If you are traveling to Norway for the first time, you may wonder what to wear. Norway has become a popular tourist attraction since American television discovered the country, culture, and cuisine a few years ago. So what should you pack when you visit? The answer is not so obvious.
Pack Smart: Just Enough to Keep Warm and Dry
You can always tell when people are experienced travelers. They seem to have little luggage, fly through airports knowing every terminal, always look fresh, and have a piece of clothing for every occasion.
The inexperienced seem to have loads of luggage and nothing to wear.
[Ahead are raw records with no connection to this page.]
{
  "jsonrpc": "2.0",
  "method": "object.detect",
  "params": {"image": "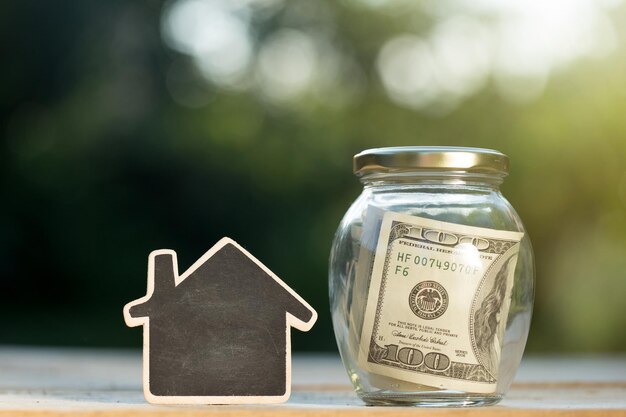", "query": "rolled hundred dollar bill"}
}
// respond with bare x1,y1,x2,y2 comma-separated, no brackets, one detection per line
357,209,523,393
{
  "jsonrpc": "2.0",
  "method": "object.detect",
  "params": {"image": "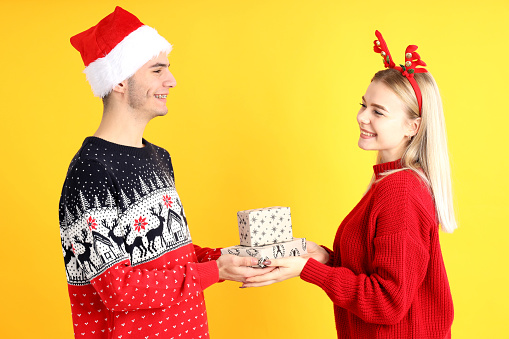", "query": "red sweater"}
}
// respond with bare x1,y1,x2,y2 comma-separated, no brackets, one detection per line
67,245,220,339
301,160,454,338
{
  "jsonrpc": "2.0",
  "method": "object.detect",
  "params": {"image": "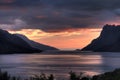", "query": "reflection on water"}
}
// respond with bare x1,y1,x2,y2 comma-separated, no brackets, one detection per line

The trick to knowing what to wear in Norway is choosing clothing that will keep you both dry and warm. It might be freezing on the outside of your snow gear, but you don’t want to be swimming in your own sweat. For this reason, it's more effective to insist on natural fibers. Cotton and wool are always best, and they will help your body regulate itself better under all those layers when you need to stay warm.
First, Understand the Climate
Norway exhibits several climates. It's actually quite temperate on the west coast, thanks to the passing North Atlantic Current of the Gulf Stream. This means places like Bergen rarely see snow in the winter and have an average maximum January and February temperature of about 4°C (39°F) but about 17.5°C (63.5°F) in June, July, and August. The temperature remains fairly temperate wherever the Gulf Stream passes along the west coast, even in far-northern islands, and most west coast ports remain free of ice in winter.
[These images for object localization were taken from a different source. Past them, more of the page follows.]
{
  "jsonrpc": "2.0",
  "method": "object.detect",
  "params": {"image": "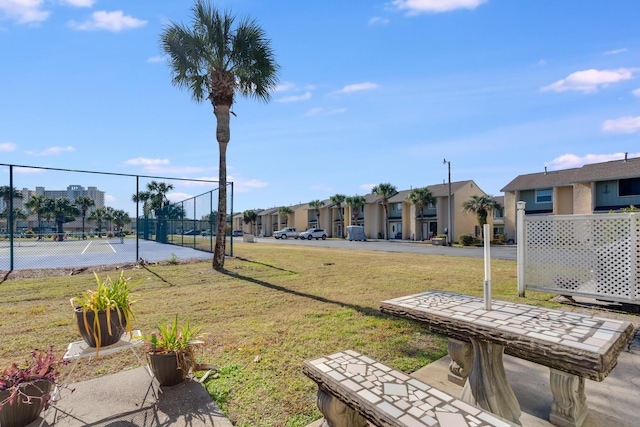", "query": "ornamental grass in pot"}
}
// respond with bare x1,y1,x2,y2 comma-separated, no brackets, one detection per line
145,315,203,387
0,346,66,427
70,271,139,354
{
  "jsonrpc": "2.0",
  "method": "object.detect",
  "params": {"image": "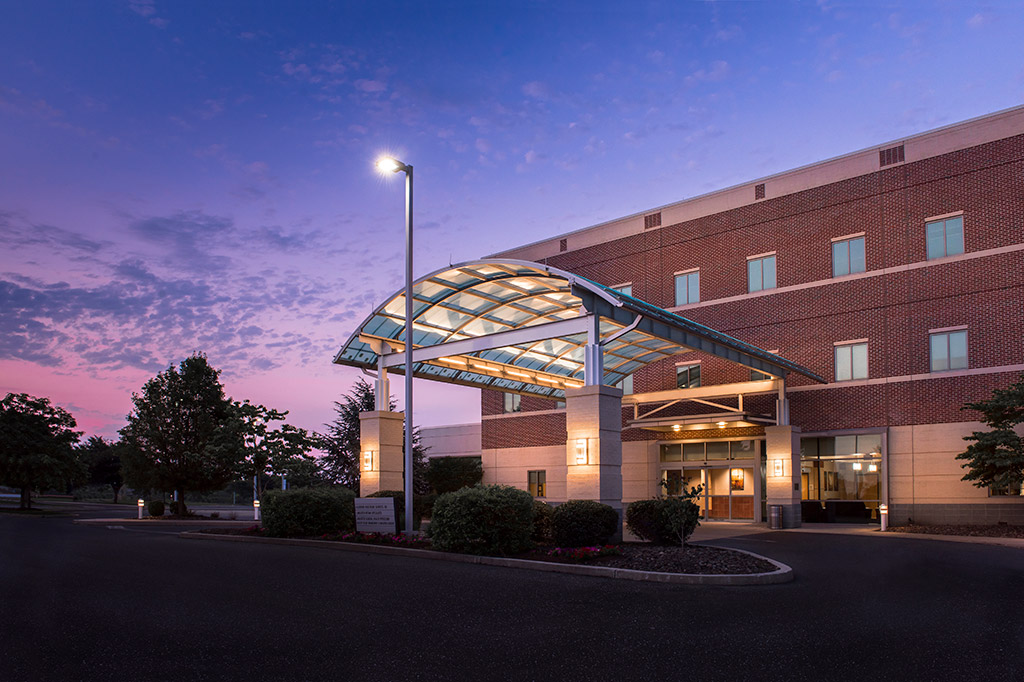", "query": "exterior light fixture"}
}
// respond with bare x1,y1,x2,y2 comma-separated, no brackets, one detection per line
575,438,588,465
375,153,415,537
137,498,145,519
672,424,681,432
717,421,727,428
253,498,261,522
879,503,889,532
363,450,375,472
868,463,878,472
853,462,863,471
772,459,784,477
Areas in the far north without the Gulf Stream warming coastal waters are definitely cold, even in summer, and they are downright frigid in winter.
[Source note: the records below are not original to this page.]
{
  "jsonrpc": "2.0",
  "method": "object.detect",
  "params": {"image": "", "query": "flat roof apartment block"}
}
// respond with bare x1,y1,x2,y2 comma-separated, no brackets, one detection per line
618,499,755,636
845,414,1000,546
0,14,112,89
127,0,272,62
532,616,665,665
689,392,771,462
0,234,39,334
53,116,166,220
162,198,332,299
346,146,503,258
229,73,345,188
By the same token, the farther inland you go, the farther away you are from the Gulf Stream's effect. This means it's colder and snows more in Oslo on the east coast, even though Oslo is a little south of Bergen.
Meanwhile, Oslo is colder than Bergen in winter, but a bit warmer in summer, with an average maximum of about -1.5°C (29°F) in winter, and an average maximum temperature in June, July, and August of about 21°C (70°F) in June, July, and August.
What Should You Wear?
Actually, it’s pretty easy if you know the weather and type of climate (Norway has eight types). This Nordic country is cold, even during the summer months, there is a lot of rain and snow, and when there is a lot of snow, everyone should think about protecting their skin and eyes against the sun's rays reflecting off the snow, thereby magnifying their effect.
What to Wear When the Weather is Warmer
Even in the summer, you are going to need long sleeves and a light jacket to keep you warm on the west coast and in more populated areas like Bergen and Norway. Boots are always a must when traveling in any country, whether you are there just to shop or you plan to summit snowy mountains. Boots with softer soles are highly recommended because the cold weather can cause soles to harden. Boots are always the best type of shoes to take on any trip to the extreme climate of northern Norway. They protect your feet from being hurt, and they keep your feet warm.
In the southern parts of Norway and cities such as Oslo, you can be a little more flexible and bring closed, waterproof shoes. Most people with city destinations will need something they can wear for a casual setting, and something a bit more fashionable for dinner and nights out.
Briefly, in the summer and fall, "be ready to add or remove an outer layer such as a T-shirt, as well as long pants, a sweatshirt or sweater, a jacket or raincoat, and possibly an umbrella," depending on where you're going, according to Climates to Travel, a world climate guide.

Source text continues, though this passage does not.